Another senator, Sam McMahon from the Northern Territory, deserted the government last Friday, vowing to sit as an independent. That brings to 10 the number of Coalition or ex-Coalition MPs who could vote against the government on various measures, mostly on a far-right basis, and to 13 the number departing at the election, including six ministers.

Infighting is also wracking the Liberal Party in Morrison’s home state of New South Wales (NSW), where the party has not yet nominated candidates for six key seats. Factional chiefs this week rejected a plan by Morrison to parachute in hand-picked nominees.

Parliament itself has become almost unworkable. The government is virtually shutting it down, only scheduling seven sitting days this month, then a three-day budget session starting on March 29. The government had hoped to call an early election in March, but the outrage over Omicron has shattered those plans, resulting in a lame duck parliament that can barely function.

Fuelling the popular disgust is the fact that in most states and territories, including Queensland and Western Australia, governments won re-election by posturing as protectors of the population from the pandemic, only to then join the National Cabinet “roadmap” to “live with the virus.”

Adding to the crisis is the prospect of even holding an election amid the ongoing pandemic. During the past week, the Australian Electoral Commission has warned of lengthy queues at polling stations and the likelihood of heavy postal voting, which could delay the declaration of election results.

For the working class, the burning problem is that Labor provides no alternative. In fact, Labor and its trade union partners have enforced the Morrison government’s policies throughout the pandemic, from backing the handouts of more than $400 billion to the corporate elite to the brutal economic reopening drive.

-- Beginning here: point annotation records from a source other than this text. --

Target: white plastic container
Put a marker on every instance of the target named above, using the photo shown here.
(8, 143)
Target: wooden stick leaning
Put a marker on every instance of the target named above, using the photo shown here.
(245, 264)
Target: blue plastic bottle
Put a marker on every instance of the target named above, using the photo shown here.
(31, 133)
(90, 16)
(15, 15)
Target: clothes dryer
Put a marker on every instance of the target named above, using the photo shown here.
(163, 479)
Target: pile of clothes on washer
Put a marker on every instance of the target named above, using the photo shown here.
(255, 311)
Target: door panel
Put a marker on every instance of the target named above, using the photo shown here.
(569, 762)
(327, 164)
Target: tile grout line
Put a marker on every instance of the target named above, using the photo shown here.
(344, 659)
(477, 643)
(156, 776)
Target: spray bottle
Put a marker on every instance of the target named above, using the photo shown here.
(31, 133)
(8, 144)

That unity is epitomised by the daily close collaboration between the Coalition’s NSW Premier Dominic Perrottet, a detested right-wing figurehead, and his Victorian counterpart, Daniel Andrews. Together, they are dismantling COVID-19 safety measures and forcing teachers and students back into classrooms in order to get their parents back into workplaces, for the sake of corporate profit.

Labor is only criticising the Morrison government from the right, for not going far enough to subsidise businesses and meet their demands for rapid antigen tests as a means of pushing workers back into production. At the National Press Club last week, Albanese again pleaded for the support of big business, vowing to use the pandemic crisis to implement another wave of pro-market economic restructuring, deepening that inflicted by the Hawke and Keating Labor governments and the unions from 1983 to 1996.

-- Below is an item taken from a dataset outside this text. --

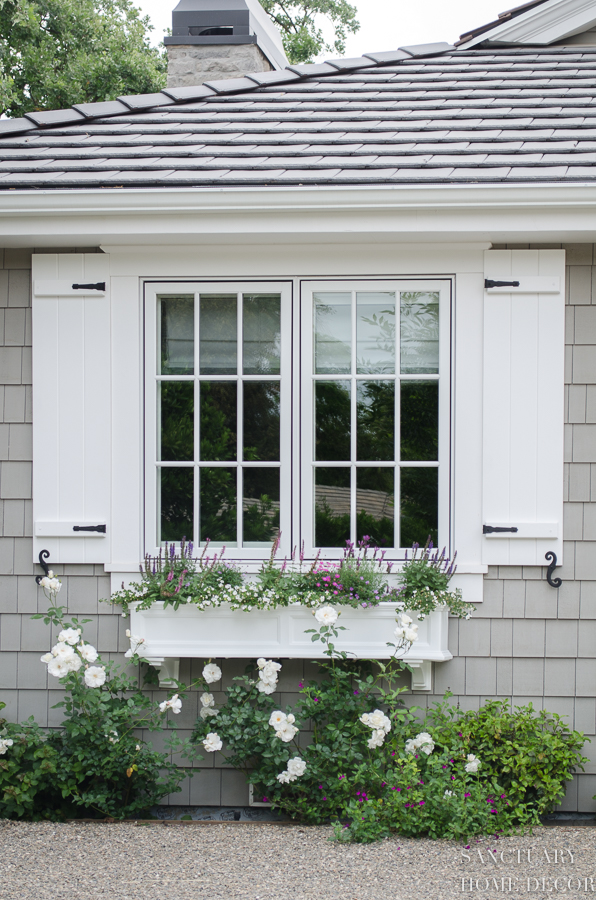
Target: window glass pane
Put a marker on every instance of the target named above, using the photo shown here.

Labor also has lined up completely behind the Coalition’s frontline role in backing the Biden administration’s provocative confrontations with China and Russia, raising the danger of a nuclear World War III. Yesterday, on Melbourne radio 3AW Albanese reiterated Labor’s complete agreement with the government on all the US allegations against China and declared that he stood with Taiwan against Beijing’s supposed increasing military threats.

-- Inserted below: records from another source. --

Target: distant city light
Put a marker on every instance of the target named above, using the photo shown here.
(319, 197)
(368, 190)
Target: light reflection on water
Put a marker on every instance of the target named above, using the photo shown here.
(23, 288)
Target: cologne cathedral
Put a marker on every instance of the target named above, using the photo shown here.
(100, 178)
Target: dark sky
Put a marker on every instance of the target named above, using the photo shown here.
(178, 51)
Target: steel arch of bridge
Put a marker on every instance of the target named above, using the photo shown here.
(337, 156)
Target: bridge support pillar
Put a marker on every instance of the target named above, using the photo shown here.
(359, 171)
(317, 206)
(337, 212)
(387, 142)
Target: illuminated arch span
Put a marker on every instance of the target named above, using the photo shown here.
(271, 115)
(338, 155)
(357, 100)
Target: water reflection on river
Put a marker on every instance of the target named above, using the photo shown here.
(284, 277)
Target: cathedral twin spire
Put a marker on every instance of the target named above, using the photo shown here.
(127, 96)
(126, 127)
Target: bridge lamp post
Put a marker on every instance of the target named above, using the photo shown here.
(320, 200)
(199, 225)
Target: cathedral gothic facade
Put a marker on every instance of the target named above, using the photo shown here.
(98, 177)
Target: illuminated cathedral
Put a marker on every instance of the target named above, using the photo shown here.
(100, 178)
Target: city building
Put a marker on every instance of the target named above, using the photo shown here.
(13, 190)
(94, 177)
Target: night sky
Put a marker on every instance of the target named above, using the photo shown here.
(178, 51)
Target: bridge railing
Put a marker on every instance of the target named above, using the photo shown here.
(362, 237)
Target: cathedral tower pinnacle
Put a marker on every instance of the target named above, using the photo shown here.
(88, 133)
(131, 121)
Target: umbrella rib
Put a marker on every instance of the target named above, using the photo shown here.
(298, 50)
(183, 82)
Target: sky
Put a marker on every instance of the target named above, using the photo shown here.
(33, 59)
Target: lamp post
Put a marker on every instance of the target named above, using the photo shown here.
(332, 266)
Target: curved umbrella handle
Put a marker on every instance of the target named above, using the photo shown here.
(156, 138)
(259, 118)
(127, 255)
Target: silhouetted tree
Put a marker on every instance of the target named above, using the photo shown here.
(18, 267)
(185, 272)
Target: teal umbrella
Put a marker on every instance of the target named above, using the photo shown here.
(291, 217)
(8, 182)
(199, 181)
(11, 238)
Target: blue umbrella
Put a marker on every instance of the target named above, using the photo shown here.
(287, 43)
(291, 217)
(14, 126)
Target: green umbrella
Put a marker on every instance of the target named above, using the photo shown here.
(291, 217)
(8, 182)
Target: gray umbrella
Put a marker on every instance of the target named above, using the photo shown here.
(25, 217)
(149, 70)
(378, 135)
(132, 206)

Amid the pandemic disaster, soaring enrichment of the wealthy at the expense of the working class, and war drum-beating, Labor and the Coalition joined hands last August to pass anti-democratic electoral laws designed to deregister parties with no members in parliament. The escalating political crisis underscores the necessity for the campaign being waged by the SEP against these laws as “a naked attempt to prop up the existing parliamentary parties and stifle popular rising discontent, which has been intensified by the disastrous handling of the COVID-19 pandemic.”